As far as what I see so far,  I'm looking for a move around $535, that's an important technical area and will cause some movement from retail traders.

We'll keep monitoring it for a trade or any other information for those already short AAPL.

Market Update

The action over the last few days is exactly the kind of market you don't want to be in, of course planning positions and so forth, yes, but this lateral chop, no. However it is a sign of distribution.

Price is moving toward the earlier area I mentioned for the SPY specifically, but really applies to any average, industry or stock with a defined area of resistance.

 For the SPY, the mark is north of $146.37 which we are close to.

We do want to see negative 3C tone in to the move...

 The 2 min chart

 The 5 min chart, yo can see the divergence clearly and imagine price at a new high, that is an even stronger divergence and will likely see this chart move even lower.

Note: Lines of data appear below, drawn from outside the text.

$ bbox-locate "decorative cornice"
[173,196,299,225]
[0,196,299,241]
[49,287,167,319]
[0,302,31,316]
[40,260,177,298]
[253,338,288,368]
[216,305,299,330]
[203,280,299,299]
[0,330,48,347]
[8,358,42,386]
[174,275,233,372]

 Intraday on the 1 min, it's negative, but we may see some pullback.

This is the first time since we have popped that ES has really been negative through the day.

ES 1 min negative divergence, so tone is shifting, the market is moving to where we need it, so far so good. We are moving closer to low risk, excellent entry, high probability trades.

AAPL Update

Yesterday I updated AAPL in this post, the gist of the post was AAPL was likely to see more downside and the only place I'd consider buying it is below a bearish triangle's support, under $500.

This post from December 31st identifies this move in AAPL (below) as a head fake move and as such several members shorted or have put positions in AAPL.

Yesterday in the post linked at the top and every post in the last week of December has the same conditions that need to be met to make AAPL a long.
 This breakout above the bearish descending triangle was identified on the first day as being a head fake move, that post is linked above so it makes for a decent short for those who have the risk tolerance. However the larger divergence has been a positive one and the place I said I'd consider AAPL as a long in below this triangle.

 This 5 min chart shows the AAPL breakout above the triangle and a negative divergence or distribution in to the breakout, identifying it as a head fake move that won't hold.

 Intraday there's a small "possible positive divergence", as of this capture it wasn't there yet, but even if it does make it there, I'd keep short and Put positions in place as I believe we are heading below the triangle and $500.

 One good question from a member who is using 3C is the deterioration in the 15 min chart's positive divergence, this is what buying AAPL under the triangle is based on. As I told him, we get "Jiggles" with moves down and up and when looking at a move down like this it looks bad, when you see it with a following move up, not so bad.

 I also said that yesterday's F_E_D minutes and the probability QE3 is cut short changes the whole dynamic of the market, I said the same yesterday. The market was counting on the F_E_D to be there, QE3 to be there and for the first time the F_R_D is hinting strongly that they may be ready to start pulling away, this could change the entire game as I noted yesterday, "We'll have to watch underlying trade over the next few weeks to month as these institutional positions are like large ships and take time to move".

For our purposes though, unless you are short AAPL, it doesn't matter if the 15 min.positive divergence falls apart because we have no long commitment in AAPL, we have an area and a set of conditions, but if AAPL makes it to that area and the 15 min positive has fallen apart, it's simply a "NO TRADE", there's no loss, it's just a failed set up and this is why we wait for confirmation in 3C.

As for this near term trade though, there could be a bit of a bounce, the volume surge first on the gap down and then on the break below resistance where stops were piled up gives smart money a lot of supply at relatively cheap prices and they can use that for a quick upside trade. If that trade can move high enough, then we may look at AAPL as a short or add to short position. I personally would not let go of any equity shorts on a bounce, as far as puts, probably not either, but that would depend on how strong the divergence is before the move.